In this case, the two ends of the spectrum are adherence to an emerging standardised design and utilisation of Intel’s reference architectures as a starting point versus a complete refactoring of the constituent parts of a server to maximise performance per watt and physical density.
The Dell Viking is one of the first systems based on the Server Systems Infrastructure (SSI) specifications. SSI is an industry forum endorsed and sponsored by Intel and a number of other vendors, many of them second-tier server vendors and server technology suppliers.
The SSI spec in question is a specification for a power-efficient dense server, and Dell’s offering certainly look like it meets that goal. The Viking packs up to 12 independent 4-core Xeon 3000 1-socket nodes with multiple (up to four) disks per server, into a 3U chassis, for an aggregate density of .25U per server.
The servers each have multiple (up to 4) disks, and while not a true blade server with a shared midplane and aggregated I/O, they share power and cooling within the 3U chassis, similar to the HP SL-series and the IBM iDataplex.
While some specialised systems such as the HP BL2x220 G7 offer higher density of cores per rack, with a density of up to 156 server/624 cores per 40U rack, the Viking is an excellent candidate for medium to light-weight applications with storage requirements in the TB class per node in large scale-out environments, particularly in light of its claims for power and cooling efficiencies.
The SeaMicro SM10000 takes a completely different design approach, completely re-engineering the standard server module for massively increased density and reduced power. SeaMicro’s system consists of 64 server boards, each of which contains 8 single-core Atom-based servers.

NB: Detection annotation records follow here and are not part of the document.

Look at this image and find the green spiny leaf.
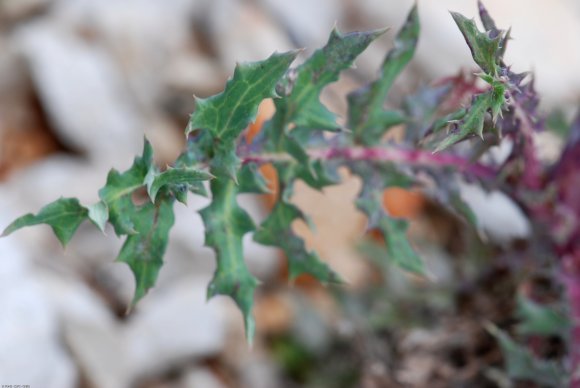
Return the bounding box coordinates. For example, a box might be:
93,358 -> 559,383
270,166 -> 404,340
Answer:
348,6 -> 420,145
451,12 -> 502,78
186,51 -> 297,179
275,29 -> 386,130
200,179 -> 258,343
147,167 -> 213,202
186,51 -> 297,141
2,198 -> 89,247
486,324 -> 567,387
117,200 -> 174,306
349,162 -> 425,275
238,164 -> 270,194
433,90 -> 505,152
99,141 -> 153,236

At the heart of SeaMicro’s innovations is the virtualisation (sharing), via their own custom ASICs, of the NICs, SATA controllers, BIOS, and a number of other elements of a conventional server. By sharing common resources, SeaMicro was able to reduce the real-estate of each server to about the size of a credit card and the power to approximately 40W per 8 servers.
Servers are connected via a 1.28 Tb 3D torus internconnect, and each collection of 64 servers shares up to 64 SATA disks (servers do not require disks) and up to 16 10Gb/64 1Gb Ethernet links.
If you do the arithmetic, this works out to 512 single-core servers in a 10U enclosure running on less than 2000 W, for a density of .02U! (although I cannot get the math to work, and keep coming out with around 2,500 W per enclosure rather than the 2000 quoted by the SeaMicro staff).
With a generous but not absurd power budget of 8 1- 10 KW/rack, over 2000 cores can be provisioned in a single rack.
SeaMicro is an early stage privately held company, so they are being cagey about size and customers, but they claim they have major web properties in their existing customer roster, and will be announcing several of these before the end of the year.
Clearly the message about the need for optimised platforms for differing workloads has reached receptive ears, and both of these new server architectures appears to offer strong advantages, depending on the workloads, in very large scale-out environments.
I expect other Tier-1 vendors to follow Dell’s lead with dense single-socket servers, but SeaMicro is likely to be a unique solution for the less risk-averse I&O group.